Even writing that last line makes me feel a bit like a late-night televangelist, and like I need to have you send me money today so the Lord will start blessing you and answering your prayers and healing your cancer or something. It’s disgusting; not what God promises, but how His word is twisted and abused by people looking to make an easy buck off people who love the Lord and want to follow His word, but don’t understand it well enough to not be led astray by smooth preaching.
But here’s the thing, whether it has been abused or not, God does directly promise us, both here and in other places (I have a list I can send you if you want, but I try to keep these daily posts readable, so I’m not including them all this morning), that when we give to His work, He will multiply it back to us, and give us more. And while that feels like a gross win for the con-artists out there calling themselves preachers, there is a really important point they tend to leave out of their “preaching,” that God doesn’t enrich us simply so that we can be enriched, but He enriches us so that we can be even more generous.
God’s insane promise about giving
This is the absolutely amazing but insane thing about this promise:
God is the one who “supplies seed to the sower.” There is no resource we have that He did not give us. And yet, even though our resources are originally God’s, He promises that He will reward us with eternal rewards in heaven when we are faithful to use the resources He has given us for His work and purposes. Not only are we rewarded in heaven though, but, because we have shown ourselves to be faithful stewards of His resources, He promises that He will give us even more to be faithful with, for which He rewards us both in heaven and with more to be faithful with, and on and on and on!

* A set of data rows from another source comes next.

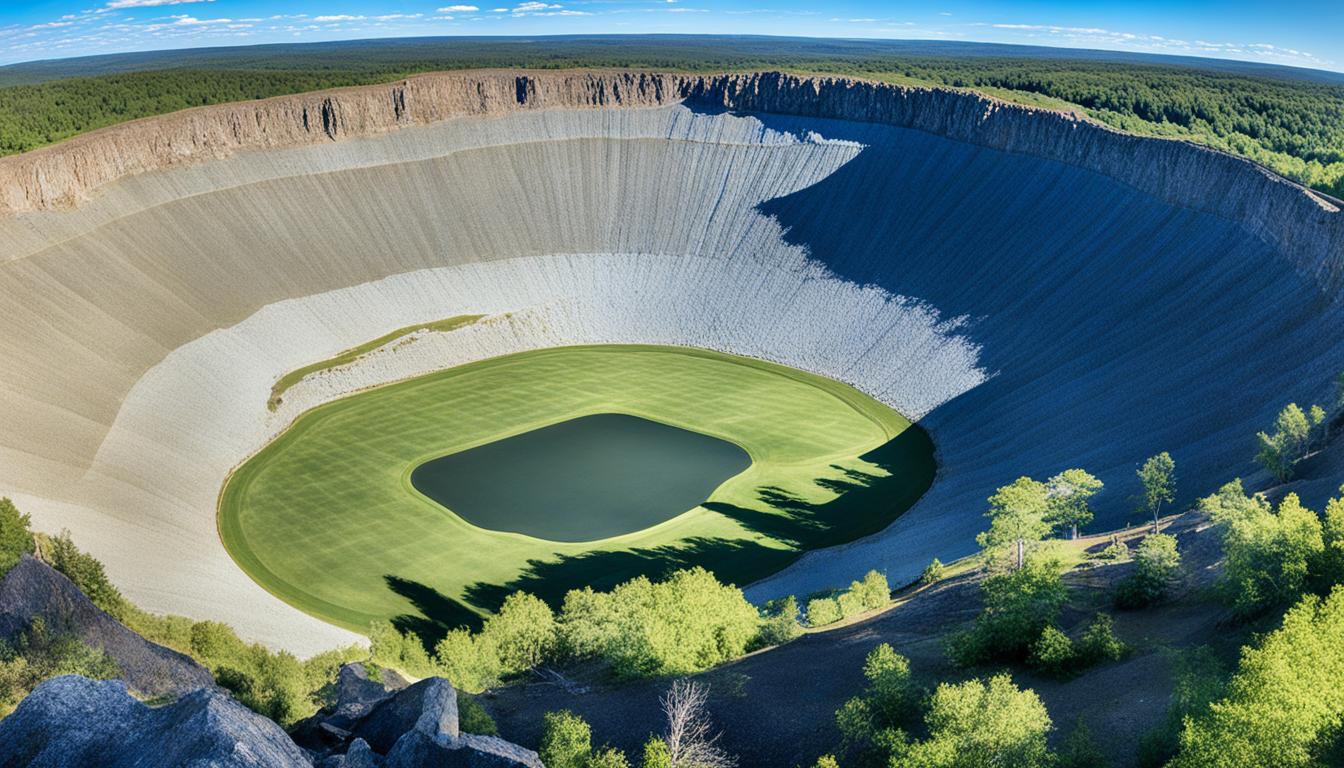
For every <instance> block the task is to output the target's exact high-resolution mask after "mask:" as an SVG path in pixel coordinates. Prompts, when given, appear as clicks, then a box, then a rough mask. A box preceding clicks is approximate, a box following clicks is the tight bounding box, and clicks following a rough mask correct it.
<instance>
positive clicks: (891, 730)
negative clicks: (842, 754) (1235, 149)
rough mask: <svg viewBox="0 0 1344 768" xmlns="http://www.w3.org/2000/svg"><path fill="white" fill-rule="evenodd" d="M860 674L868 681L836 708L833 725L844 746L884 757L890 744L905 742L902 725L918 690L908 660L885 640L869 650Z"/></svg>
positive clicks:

The more we give, the more reward we store up in Heaven, and the more God gives us here so that we can store up even more in Heaven. It honestly feels like a poorly designed game mechanic just waiting to be exploited, but it’s not poorly designed at all. This is the goodness, faithfulness, and generosity of the God we serve. He is a God who delights to give good things to His children and has done everything to set us up for as much reward as we trust Him to give us. It just starts with a question of faith, “Do I trust God is good for His promises enough to put my money where my mouth is?”
The more we believe the truth of this promise, the more it should drive us to give away as much as we possibly can so that God can supply us even more to give. He is good, and He is good for it, but do we trust Him?
God, I need this truth to settle deeper into my heart every day. I want you to have all of my life, and that includes the resources you have given us so that we can be generous with them. Teach me to trust you more fully and, at the end of the day, increasingly put my money where my mouth is in a very practical faith in your promises.